SUrface File Format Support
The preferred file type for documents housed in the SUrface institutional repository is Adobe Acrobat PDF. For materials submitted as Microsoft Word (doc and docx) or Rich Text format (rtf), SUrface will automatically convert them to PDF, retaining copies of the original for preservation purposes. Other file types will not be automatically converted to PDF as part of the submission process. For documents in “known” rather than “supported” formats (see the definitions below) the SUrface administrators recommend that a second “supported” file format version of the document, PDF where possible, be submitted along with the original.
When a file is submitted to SUrface, we assign it one of the following categories:
- Supported: we support this format. There is a high likelihood that its content, appearance, and functions will be preserved over time.
- Known: we recognize this format but cannot guarantee its support over time. Among file types in this category, Microsoft Word (doc and docx), and Rich Text Format (rtf) will all be automatically converted to PDF. The original submitted document will be preserved as a backup copy.
- Not Supported: we do not recognize this format. At best, the bit stream will be preserved but not appearance or functionality. SURFACE staff will work with the author(s)/contributor(s) to determine if the document can be hosted.

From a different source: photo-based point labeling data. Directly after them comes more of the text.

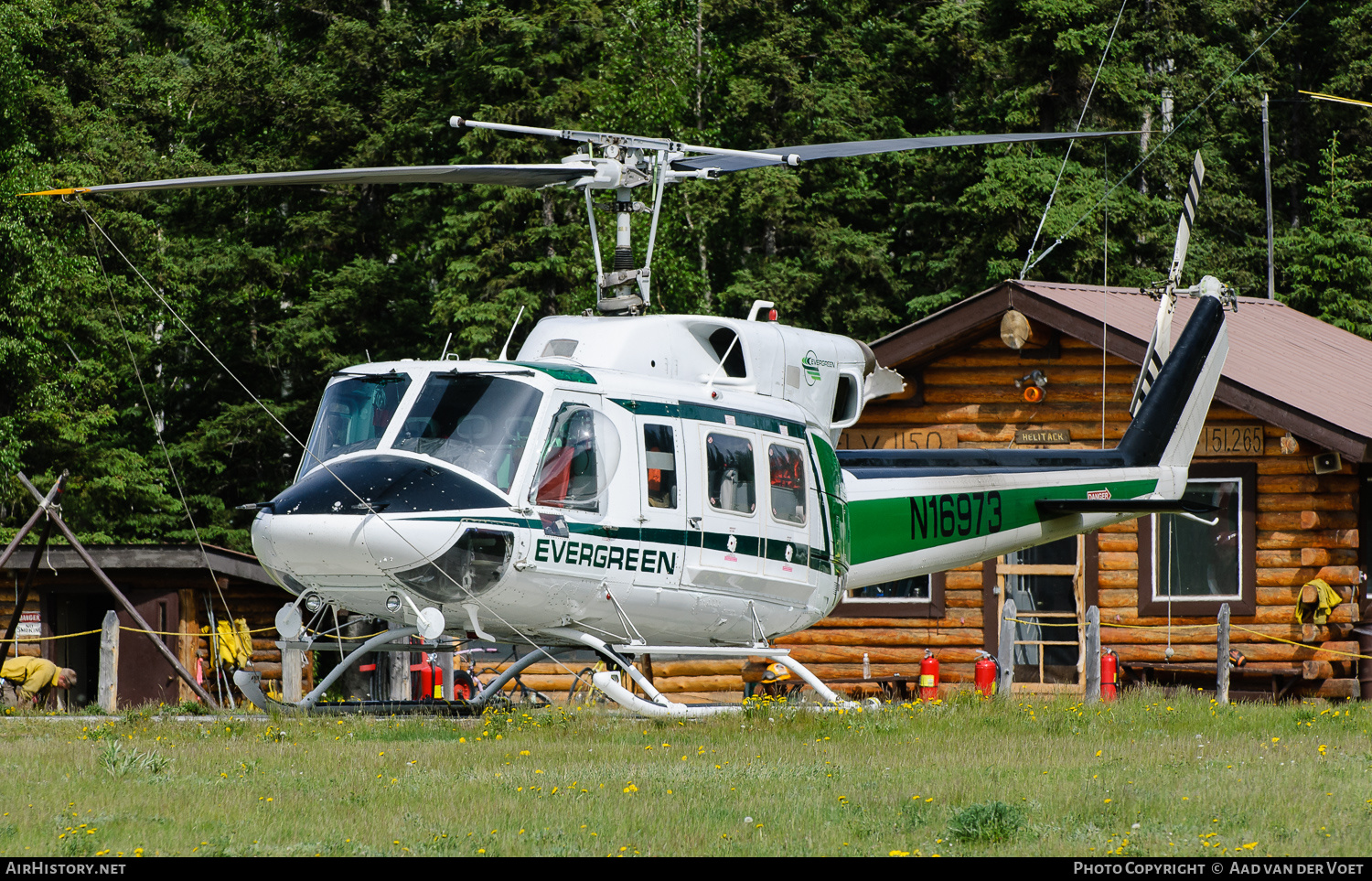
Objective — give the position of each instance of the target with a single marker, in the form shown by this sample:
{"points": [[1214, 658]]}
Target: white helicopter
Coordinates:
{"points": [[634, 483]]}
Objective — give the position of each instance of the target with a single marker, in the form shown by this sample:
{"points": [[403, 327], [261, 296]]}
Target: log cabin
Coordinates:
{"points": [[1283, 456], [172, 586]]}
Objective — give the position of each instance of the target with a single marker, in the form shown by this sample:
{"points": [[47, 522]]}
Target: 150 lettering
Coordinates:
{"points": [[955, 515]]}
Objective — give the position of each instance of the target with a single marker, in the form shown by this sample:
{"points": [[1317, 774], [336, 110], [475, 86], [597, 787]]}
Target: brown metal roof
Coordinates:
{"points": [[1284, 367]]}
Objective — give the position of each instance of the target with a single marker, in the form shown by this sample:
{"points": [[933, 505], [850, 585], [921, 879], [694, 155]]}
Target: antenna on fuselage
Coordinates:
{"points": [[505, 349]]}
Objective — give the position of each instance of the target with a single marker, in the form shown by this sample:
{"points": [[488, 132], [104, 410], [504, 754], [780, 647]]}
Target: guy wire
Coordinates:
{"points": [[290, 434], [156, 424], [1168, 136], [1083, 115]]}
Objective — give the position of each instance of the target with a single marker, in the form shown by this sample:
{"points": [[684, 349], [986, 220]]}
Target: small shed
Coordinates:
{"points": [[176, 589], [1284, 453]]}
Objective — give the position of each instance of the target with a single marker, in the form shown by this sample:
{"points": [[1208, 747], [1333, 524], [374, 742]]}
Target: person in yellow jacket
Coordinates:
{"points": [[35, 677]]}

File formats that exhibit all or many of the following characteristics -- open documentation; support across a range of software platforms; wide adoption; no compression (or lossless compression); no embedded files or embedded programs/scripts; and non-proprietary format -- have the greatest likelihood of preservation into the future.
For supported formats, such as PDF or TIFF, we might choose to bulk-transform files from a current format version to a future one. SUrface staff will continually monitor formats and techniques to ensure we can accommodate needs as they arise.
All computer file formats depend on the availability of the appropriate software to render the functions and appearance intended by the file’s creator. Over time, older software applications may no longer function on new computer platforms, leaving the files created with those applications inoperable. As migration paths become available, SUrface will provide support for converting files so that they may remain easily accessible. Extremely popular but proprietary formats (such as Microsoft .doc, .xls, and .ppt) are more likely to remain accessible into the future simply because their prevalence makes it likely tools will be available. However, the proprietary nature of many specific file types makes it impossible to make preservation guarantees.
File Formats
The following list is neither exhaustive nor exclusive, but meant to give a sense of the variety of formats that might be housed in SUrface. The SUrface team will partner with SU researchers to explore ways to support file formats not included on this list.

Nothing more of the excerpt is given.